2. Place a fraud alert
If you suspect that your data might have been compromised, place a fraud alert on your credit. This not only ensures that any new or recent requests undergo scrutiny, but also allows you to have extra copies of your credit report so you can check for suspicious activity.
3. Freeze your credit
Freezing your credit will make it impossible for criminals to take out loans or open new accounts in your name. To do this effectively, you will need to freeze your credit at each of the three major credit-reporting agencies (Equifax, TransUnion, and Experian).
4. Update your password
Ensure that your password is strong and unique. Many users utilize the same password or variations of it across all their accounts. Therefore, be sure to diversify your passcodes to ensure hackers cannot obtain access to all your accounts at once, should one password be compromised. You can also employ a password manager to keep track of your credentials.

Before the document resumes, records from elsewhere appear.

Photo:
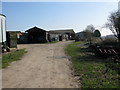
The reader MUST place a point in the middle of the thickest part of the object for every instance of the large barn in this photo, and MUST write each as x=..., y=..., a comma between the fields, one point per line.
x=61, y=35
x=37, y=35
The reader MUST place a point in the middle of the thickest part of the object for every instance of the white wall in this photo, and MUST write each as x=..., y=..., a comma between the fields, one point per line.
x=2, y=28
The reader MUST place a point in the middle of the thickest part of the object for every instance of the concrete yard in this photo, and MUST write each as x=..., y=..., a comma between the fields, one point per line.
x=43, y=66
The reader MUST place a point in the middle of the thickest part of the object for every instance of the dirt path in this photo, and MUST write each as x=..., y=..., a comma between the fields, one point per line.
x=44, y=66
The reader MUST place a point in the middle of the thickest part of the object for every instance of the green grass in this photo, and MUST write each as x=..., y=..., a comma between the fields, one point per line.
x=90, y=68
x=53, y=42
x=12, y=56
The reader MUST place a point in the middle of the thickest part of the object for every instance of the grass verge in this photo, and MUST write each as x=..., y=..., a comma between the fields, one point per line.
x=53, y=42
x=12, y=56
x=90, y=68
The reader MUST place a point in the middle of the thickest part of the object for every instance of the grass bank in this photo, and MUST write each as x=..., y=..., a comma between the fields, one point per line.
x=12, y=56
x=90, y=68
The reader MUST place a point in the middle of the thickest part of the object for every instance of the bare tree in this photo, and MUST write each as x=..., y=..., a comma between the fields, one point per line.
x=114, y=23
x=90, y=28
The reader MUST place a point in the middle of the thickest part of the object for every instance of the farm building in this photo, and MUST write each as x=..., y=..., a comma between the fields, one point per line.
x=22, y=38
x=61, y=35
x=37, y=35
x=12, y=38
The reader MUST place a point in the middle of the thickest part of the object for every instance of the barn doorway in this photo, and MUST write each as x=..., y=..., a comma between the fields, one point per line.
x=60, y=38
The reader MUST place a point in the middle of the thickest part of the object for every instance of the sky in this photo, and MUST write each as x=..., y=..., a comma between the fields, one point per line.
x=21, y=16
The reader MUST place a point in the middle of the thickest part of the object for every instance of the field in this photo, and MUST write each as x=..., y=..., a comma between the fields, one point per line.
x=91, y=69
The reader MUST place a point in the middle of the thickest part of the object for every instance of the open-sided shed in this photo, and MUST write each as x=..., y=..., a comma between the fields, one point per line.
x=36, y=35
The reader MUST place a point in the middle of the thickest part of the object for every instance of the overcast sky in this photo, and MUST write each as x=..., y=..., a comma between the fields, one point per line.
x=57, y=15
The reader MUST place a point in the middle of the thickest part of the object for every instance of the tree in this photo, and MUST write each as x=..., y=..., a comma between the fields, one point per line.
x=90, y=28
x=114, y=23
x=97, y=33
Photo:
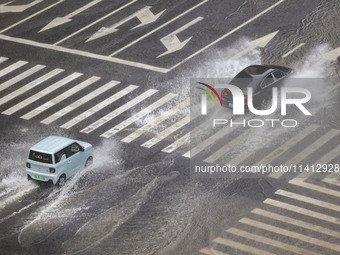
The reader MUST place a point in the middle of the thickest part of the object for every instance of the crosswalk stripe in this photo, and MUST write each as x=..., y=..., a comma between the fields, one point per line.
x=287, y=145
x=178, y=143
x=301, y=182
x=164, y=116
x=228, y=147
x=308, y=200
x=308, y=150
x=99, y=106
x=30, y=85
x=60, y=98
x=272, y=242
x=241, y=246
x=79, y=102
x=12, y=67
x=42, y=93
x=301, y=210
x=3, y=59
x=290, y=234
x=295, y=222
x=138, y=115
x=210, y=251
x=210, y=140
x=118, y=111
x=21, y=76
x=166, y=132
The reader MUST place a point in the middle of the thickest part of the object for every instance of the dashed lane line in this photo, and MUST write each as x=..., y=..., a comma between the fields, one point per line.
x=295, y=222
x=303, y=211
x=308, y=200
x=42, y=93
x=242, y=247
x=308, y=150
x=164, y=116
x=99, y=106
x=83, y=53
x=165, y=133
x=271, y=242
x=60, y=98
x=80, y=102
x=118, y=111
x=30, y=85
x=138, y=115
x=290, y=234
x=21, y=76
x=12, y=67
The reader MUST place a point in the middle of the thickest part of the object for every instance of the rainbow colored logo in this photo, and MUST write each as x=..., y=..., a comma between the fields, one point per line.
x=209, y=93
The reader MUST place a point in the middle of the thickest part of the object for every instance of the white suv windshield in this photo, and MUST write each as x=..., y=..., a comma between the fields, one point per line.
x=40, y=157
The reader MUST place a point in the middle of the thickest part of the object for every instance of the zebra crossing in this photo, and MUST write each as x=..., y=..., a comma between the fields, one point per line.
x=300, y=217
x=170, y=125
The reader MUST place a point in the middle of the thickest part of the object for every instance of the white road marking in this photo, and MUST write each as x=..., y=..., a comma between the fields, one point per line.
x=60, y=98
x=324, y=160
x=95, y=22
x=144, y=15
x=62, y=20
x=138, y=115
x=308, y=150
x=171, y=41
x=270, y=242
x=166, y=115
x=21, y=76
x=178, y=143
x=79, y=102
x=330, y=56
x=211, y=251
x=158, y=28
x=240, y=246
x=227, y=34
x=228, y=147
x=301, y=182
x=98, y=107
x=291, y=234
x=287, y=145
x=303, y=211
x=17, y=8
x=41, y=93
x=294, y=49
x=12, y=67
x=29, y=17
x=258, y=43
x=118, y=111
x=209, y=141
x=166, y=132
x=308, y=200
x=30, y=85
x=295, y=222
x=83, y=53
x=3, y=59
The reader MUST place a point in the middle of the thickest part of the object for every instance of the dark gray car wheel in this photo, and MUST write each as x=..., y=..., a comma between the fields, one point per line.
x=89, y=161
x=62, y=180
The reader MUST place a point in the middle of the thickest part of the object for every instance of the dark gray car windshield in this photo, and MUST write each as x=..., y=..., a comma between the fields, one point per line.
x=40, y=157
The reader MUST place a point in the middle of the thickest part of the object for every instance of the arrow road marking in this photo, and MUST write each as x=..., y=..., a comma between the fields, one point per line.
x=62, y=20
x=17, y=8
x=258, y=43
x=144, y=15
x=171, y=41
x=226, y=35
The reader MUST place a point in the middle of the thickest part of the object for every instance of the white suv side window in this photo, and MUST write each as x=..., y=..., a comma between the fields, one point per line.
x=269, y=80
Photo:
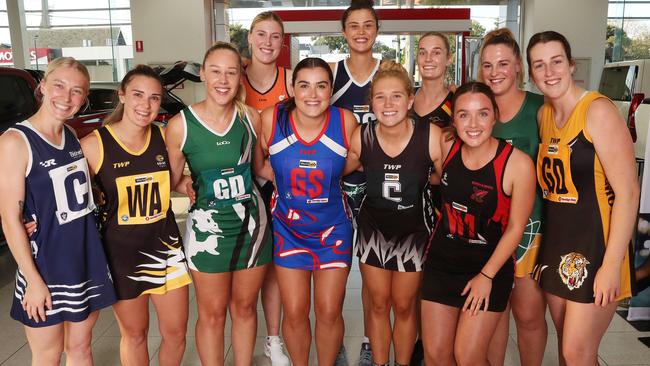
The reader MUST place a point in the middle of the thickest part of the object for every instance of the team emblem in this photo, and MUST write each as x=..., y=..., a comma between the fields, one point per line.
x=573, y=270
x=479, y=195
x=160, y=161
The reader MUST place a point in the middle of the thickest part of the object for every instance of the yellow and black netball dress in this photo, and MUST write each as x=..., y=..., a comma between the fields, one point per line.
x=139, y=231
x=577, y=208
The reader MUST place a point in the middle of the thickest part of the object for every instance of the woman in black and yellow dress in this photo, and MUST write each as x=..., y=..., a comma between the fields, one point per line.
x=586, y=170
x=139, y=231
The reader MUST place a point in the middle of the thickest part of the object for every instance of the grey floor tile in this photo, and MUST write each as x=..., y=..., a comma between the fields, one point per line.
x=624, y=349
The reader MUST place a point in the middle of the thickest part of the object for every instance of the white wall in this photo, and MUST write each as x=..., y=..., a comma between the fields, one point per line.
x=172, y=30
x=582, y=22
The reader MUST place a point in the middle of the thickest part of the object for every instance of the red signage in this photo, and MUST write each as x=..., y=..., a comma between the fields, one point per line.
x=7, y=56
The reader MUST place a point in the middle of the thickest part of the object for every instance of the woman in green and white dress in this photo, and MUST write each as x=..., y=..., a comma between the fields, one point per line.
x=227, y=241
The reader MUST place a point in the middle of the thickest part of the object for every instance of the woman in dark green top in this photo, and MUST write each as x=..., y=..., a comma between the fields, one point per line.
x=501, y=69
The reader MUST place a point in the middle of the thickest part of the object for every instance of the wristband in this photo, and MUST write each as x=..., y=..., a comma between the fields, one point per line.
x=486, y=276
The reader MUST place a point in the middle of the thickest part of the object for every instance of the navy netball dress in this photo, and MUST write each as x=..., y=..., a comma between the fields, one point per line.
x=311, y=225
x=66, y=246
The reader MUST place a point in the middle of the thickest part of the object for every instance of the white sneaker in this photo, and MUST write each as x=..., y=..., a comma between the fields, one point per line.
x=274, y=350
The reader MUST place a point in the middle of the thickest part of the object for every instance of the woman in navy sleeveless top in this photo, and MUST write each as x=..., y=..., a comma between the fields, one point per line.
x=397, y=154
x=307, y=141
x=62, y=277
x=351, y=90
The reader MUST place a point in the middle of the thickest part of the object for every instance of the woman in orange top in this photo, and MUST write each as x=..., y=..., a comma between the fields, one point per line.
x=266, y=84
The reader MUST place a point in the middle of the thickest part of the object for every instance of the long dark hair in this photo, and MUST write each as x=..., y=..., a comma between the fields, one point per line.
x=359, y=5
x=545, y=37
x=286, y=107
x=472, y=87
x=140, y=70
x=505, y=37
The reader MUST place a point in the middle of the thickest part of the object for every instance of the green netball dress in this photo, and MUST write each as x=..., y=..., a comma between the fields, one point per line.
x=521, y=132
x=227, y=228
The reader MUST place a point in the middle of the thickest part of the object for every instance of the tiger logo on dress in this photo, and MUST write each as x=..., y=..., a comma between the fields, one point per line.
x=573, y=270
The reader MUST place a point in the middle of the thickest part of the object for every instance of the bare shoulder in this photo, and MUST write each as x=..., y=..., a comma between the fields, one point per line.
x=602, y=107
x=253, y=115
x=12, y=142
x=90, y=142
x=14, y=152
x=520, y=160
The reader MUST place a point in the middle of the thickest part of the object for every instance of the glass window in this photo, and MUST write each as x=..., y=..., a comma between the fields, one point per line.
x=628, y=30
x=617, y=82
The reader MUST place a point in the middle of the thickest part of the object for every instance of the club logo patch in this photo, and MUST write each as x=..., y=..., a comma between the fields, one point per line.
x=573, y=270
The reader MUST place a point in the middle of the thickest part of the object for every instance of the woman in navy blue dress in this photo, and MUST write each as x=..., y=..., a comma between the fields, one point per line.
x=62, y=277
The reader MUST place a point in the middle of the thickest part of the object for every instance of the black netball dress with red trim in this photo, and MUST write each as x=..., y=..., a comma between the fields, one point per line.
x=475, y=212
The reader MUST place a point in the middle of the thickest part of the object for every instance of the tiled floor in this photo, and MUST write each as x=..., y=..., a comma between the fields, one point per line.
x=620, y=345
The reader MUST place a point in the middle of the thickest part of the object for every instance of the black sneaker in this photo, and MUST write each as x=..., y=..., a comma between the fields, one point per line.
x=341, y=357
x=418, y=354
x=365, y=355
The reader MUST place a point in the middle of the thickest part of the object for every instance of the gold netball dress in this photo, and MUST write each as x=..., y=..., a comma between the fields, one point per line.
x=577, y=208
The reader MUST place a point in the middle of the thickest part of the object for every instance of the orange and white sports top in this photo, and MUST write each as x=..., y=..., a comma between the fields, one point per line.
x=276, y=93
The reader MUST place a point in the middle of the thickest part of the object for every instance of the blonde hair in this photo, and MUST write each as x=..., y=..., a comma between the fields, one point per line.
x=391, y=69
x=267, y=15
x=70, y=62
x=444, y=38
x=240, y=96
x=505, y=37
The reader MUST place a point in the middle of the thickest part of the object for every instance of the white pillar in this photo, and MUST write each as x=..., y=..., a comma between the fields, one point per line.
x=582, y=22
x=17, y=29
x=220, y=22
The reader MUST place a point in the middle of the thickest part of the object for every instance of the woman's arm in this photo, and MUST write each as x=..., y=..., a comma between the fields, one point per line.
x=353, y=160
x=261, y=165
x=614, y=148
x=265, y=131
x=173, y=140
x=519, y=181
x=14, y=160
x=288, y=79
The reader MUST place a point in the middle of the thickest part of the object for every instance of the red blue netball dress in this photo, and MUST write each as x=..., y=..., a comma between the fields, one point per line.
x=311, y=223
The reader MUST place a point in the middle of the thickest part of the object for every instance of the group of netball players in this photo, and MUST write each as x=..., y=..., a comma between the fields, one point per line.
x=292, y=172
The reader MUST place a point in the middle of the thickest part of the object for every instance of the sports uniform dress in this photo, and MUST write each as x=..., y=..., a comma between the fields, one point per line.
x=261, y=100
x=139, y=231
x=311, y=226
x=392, y=232
x=353, y=96
x=441, y=117
x=577, y=208
x=276, y=93
x=227, y=228
x=521, y=132
x=66, y=247
x=474, y=217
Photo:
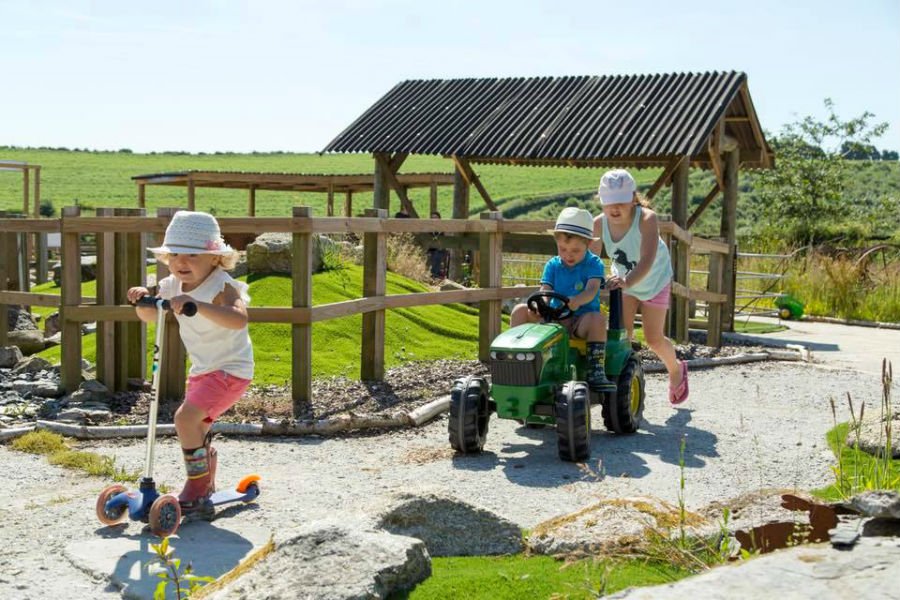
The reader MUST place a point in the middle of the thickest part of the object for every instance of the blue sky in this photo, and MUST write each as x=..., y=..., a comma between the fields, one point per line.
x=242, y=76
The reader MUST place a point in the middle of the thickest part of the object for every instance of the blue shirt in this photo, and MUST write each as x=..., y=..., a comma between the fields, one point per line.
x=571, y=281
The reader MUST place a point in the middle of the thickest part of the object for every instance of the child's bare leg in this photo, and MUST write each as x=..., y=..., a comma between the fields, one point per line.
x=653, y=318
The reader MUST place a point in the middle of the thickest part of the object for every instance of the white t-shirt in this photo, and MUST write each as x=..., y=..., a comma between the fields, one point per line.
x=212, y=347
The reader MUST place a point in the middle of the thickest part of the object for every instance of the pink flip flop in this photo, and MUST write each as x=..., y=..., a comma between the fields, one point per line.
x=679, y=393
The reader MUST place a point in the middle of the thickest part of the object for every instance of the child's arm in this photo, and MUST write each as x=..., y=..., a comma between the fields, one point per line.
x=589, y=293
x=145, y=313
x=649, y=228
x=226, y=310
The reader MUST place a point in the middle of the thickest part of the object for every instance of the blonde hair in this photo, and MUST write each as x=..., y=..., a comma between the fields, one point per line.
x=226, y=261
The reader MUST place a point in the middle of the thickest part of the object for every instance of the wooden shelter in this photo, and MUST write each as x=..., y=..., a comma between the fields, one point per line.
x=674, y=121
x=292, y=182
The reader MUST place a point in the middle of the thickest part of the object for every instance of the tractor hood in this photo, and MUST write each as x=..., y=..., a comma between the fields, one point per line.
x=531, y=336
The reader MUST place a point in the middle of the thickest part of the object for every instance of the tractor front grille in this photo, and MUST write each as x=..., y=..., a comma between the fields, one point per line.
x=516, y=372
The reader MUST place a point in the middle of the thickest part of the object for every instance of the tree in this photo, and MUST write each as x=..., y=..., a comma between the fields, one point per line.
x=801, y=196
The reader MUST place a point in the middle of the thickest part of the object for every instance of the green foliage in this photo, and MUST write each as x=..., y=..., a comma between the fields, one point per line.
x=857, y=471
x=806, y=188
x=518, y=576
x=167, y=567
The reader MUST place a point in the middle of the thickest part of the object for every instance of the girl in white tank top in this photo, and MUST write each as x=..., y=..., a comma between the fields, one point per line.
x=216, y=339
x=641, y=266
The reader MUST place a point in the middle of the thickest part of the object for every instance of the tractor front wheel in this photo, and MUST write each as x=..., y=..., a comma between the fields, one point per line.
x=624, y=408
x=469, y=415
x=573, y=422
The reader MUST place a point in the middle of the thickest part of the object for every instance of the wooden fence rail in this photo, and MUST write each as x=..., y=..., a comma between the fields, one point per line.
x=122, y=238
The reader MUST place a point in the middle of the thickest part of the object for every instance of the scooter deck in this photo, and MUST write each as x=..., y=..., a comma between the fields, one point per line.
x=246, y=490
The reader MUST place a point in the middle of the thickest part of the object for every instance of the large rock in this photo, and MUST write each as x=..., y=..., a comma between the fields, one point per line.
x=331, y=560
x=272, y=252
x=29, y=341
x=9, y=356
x=447, y=525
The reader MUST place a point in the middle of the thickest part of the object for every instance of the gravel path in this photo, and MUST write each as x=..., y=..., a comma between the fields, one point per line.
x=745, y=427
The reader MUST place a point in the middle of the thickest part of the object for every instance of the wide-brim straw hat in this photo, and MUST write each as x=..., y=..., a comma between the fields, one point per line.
x=575, y=221
x=193, y=233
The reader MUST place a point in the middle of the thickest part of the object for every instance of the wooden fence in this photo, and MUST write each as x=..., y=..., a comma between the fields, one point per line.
x=122, y=237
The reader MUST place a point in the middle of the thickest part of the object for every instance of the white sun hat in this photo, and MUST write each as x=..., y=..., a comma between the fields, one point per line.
x=193, y=233
x=616, y=187
x=575, y=221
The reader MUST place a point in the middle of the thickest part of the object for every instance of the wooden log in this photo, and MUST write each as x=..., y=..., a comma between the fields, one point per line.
x=301, y=333
x=374, y=284
x=70, y=295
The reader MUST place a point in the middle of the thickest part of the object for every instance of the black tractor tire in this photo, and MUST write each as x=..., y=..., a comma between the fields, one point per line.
x=573, y=422
x=624, y=408
x=469, y=415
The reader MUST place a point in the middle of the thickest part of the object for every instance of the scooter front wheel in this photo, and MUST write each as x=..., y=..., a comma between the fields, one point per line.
x=165, y=515
x=116, y=515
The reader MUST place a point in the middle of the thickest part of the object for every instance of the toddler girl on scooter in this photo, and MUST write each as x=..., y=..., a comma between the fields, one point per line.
x=641, y=266
x=216, y=339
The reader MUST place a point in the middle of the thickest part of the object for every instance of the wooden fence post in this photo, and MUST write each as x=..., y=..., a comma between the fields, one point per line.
x=301, y=333
x=4, y=285
x=490, y=251
x=106, y=296
x=173, y=359
x=374, y=284
x=70, y=295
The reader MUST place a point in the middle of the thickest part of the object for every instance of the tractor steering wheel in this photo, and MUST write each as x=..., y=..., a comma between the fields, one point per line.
x=540, y=302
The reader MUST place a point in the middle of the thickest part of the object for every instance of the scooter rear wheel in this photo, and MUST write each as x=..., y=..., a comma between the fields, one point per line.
x=165, y=515
x=116, y=515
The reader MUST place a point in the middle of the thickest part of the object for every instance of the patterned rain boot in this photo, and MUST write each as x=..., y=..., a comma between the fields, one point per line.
x=194, y=498
x=596, y=370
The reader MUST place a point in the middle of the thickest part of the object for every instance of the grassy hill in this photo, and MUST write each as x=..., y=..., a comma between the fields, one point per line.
x=421, y=333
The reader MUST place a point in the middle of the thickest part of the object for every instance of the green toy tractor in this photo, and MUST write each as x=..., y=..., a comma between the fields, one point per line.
x=538, y=377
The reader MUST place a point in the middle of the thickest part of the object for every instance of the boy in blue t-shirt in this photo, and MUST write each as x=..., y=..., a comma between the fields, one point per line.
x=576, y=273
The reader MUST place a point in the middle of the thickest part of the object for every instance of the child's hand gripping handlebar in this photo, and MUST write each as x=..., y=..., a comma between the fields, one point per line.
x=189, y=309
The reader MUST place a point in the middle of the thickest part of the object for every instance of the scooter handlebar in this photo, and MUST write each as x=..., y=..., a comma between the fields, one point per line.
x=189, y=309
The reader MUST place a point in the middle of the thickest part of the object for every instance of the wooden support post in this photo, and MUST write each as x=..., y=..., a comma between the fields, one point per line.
x=728, y=231
x=374, y=284
x=70, y=295
x=381, y=198
x=714, y=309
x=106, y=296
x=490, y=251
x=460, y=211
x=680, y=306
x=432, y=199
x=301, y=333
x=173, y=359
x=191, y=194
x=5, y=263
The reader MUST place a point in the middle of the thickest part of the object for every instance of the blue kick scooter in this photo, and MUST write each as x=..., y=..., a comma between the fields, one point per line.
x=161, y=511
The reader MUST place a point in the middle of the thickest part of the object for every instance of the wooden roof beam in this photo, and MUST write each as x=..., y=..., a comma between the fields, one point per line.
x=472, y=179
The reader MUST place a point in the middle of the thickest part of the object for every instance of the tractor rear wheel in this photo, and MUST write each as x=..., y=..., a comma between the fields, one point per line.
x=624, y=408
x=573, y=422
x=469, y=415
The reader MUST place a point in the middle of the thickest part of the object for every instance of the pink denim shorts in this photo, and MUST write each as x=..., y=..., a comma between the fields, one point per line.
x=214, y=392
x=661, y=299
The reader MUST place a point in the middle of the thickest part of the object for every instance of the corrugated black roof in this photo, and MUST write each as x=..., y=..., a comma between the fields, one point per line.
x=549, y=120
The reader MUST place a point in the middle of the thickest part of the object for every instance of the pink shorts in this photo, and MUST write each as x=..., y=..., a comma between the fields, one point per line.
x=214, y=392
x=661, y=299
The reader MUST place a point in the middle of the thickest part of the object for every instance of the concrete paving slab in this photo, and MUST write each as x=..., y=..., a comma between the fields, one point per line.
x=121, y=554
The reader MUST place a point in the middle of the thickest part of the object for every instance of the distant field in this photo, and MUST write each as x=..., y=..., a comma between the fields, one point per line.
x=98, y=179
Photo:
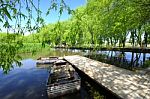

5. Consider using identity theft protection
A solution like McAfee Identify Theft Protection will help you to monitor your accounts and alert you of any suspicious activity.
6.Expand your security toolbox
To use your credit card safely online to make purchases, add both a VPN and password manager into your toolbox of security solutions. A VPN keeps your shopping experience private, while a password manager helps you keep track of and protect all your online accounts.